A typical wiring diagram shows the actual point-to-point connections of all the system components, including the color of the interconnecting wiring. Each of the components is represented using generally accepted universal symbols.
Besides the popular wiring diagrams, there are several other types a technician may encounter. These include the pictorial diagram, which also shows the point-to-point connections of the components, but the components are drawn to look more like the actual components.
The schematic diagram is similar to a wiring diagram, except it does not show the actual point-to-point connections of the components.
A ladder diagram is a simplified version of the schematic diagram and is much easier to follow.
Many manufacturers include two types of diagrams with their equipment, most commonly a wiring diagram and a ladder diagram.
TROUBLESHOOTINGWiring diagrams can aid a technician in many ways. They allow a technician to systematically troubleshoot a problem. By analyzing the system’s wiring diagram, a technician can see where the common junction is located that could affect the components that aren’t working.
The technician can then start at that point without having to check the entire system. For example, a technician arrives on the job and finds that the compressor is the only component of the system that is not running. By studying the wiring diagram, it can be quickly determined from where power is applied to the compressor and which components are wired in series with it.
When possible, it is a good practice for a technician to keep on hand wiring diagrams of the equipment most frequently serviced. Most equipment will have a wiring diagram on it. However, many times these diagrams are worn and hard to read. Keeping a good copy on file will ensure that the information will be readily available when needed.

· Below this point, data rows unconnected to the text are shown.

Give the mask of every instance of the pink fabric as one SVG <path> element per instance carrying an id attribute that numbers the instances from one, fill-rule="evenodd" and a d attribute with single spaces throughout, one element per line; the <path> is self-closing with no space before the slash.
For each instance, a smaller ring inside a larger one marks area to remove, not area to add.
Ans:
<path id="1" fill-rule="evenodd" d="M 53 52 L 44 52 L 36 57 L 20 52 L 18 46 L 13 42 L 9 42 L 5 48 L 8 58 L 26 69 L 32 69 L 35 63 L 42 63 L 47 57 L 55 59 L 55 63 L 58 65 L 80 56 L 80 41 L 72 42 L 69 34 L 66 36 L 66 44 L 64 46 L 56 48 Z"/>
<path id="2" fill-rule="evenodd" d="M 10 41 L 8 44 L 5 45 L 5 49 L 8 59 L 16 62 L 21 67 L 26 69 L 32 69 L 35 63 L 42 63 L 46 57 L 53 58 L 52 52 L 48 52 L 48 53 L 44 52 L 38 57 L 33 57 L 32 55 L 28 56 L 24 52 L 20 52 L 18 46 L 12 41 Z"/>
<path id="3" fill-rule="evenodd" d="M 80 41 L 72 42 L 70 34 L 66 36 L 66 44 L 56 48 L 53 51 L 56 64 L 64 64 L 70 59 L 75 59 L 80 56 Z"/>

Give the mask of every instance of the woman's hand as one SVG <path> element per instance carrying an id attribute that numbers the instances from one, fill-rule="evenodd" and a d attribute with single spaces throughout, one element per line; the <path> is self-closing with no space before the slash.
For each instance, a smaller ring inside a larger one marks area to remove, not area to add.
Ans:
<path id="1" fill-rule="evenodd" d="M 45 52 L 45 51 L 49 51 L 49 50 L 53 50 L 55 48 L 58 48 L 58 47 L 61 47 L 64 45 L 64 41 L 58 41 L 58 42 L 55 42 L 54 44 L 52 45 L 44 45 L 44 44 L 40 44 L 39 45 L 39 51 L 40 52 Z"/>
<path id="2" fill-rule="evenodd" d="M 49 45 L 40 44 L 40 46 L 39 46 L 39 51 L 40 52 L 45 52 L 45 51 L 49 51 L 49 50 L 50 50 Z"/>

If a wiring diagram is not affixed to the cabinet of newly installed equipment, it is a good idea to leave a copy of the wiring diagram from the instruction manual with the equipment.
On built-up systems, it is a good practice to make a wiring diagram and leave it with the equipment so the next technician on the job can refer to it.
When making any wiring changes or adding/subtracting any component, remember to mark these changes directly on the wiring diagram. This will allow the next technician on the job to quickly see the modifications.
Understanding and using wiring diagrams properly is an essential part of correctly serving any refrigeration equipment. A technician should master their use. This may require some practice and patience, but it will pay off in the end.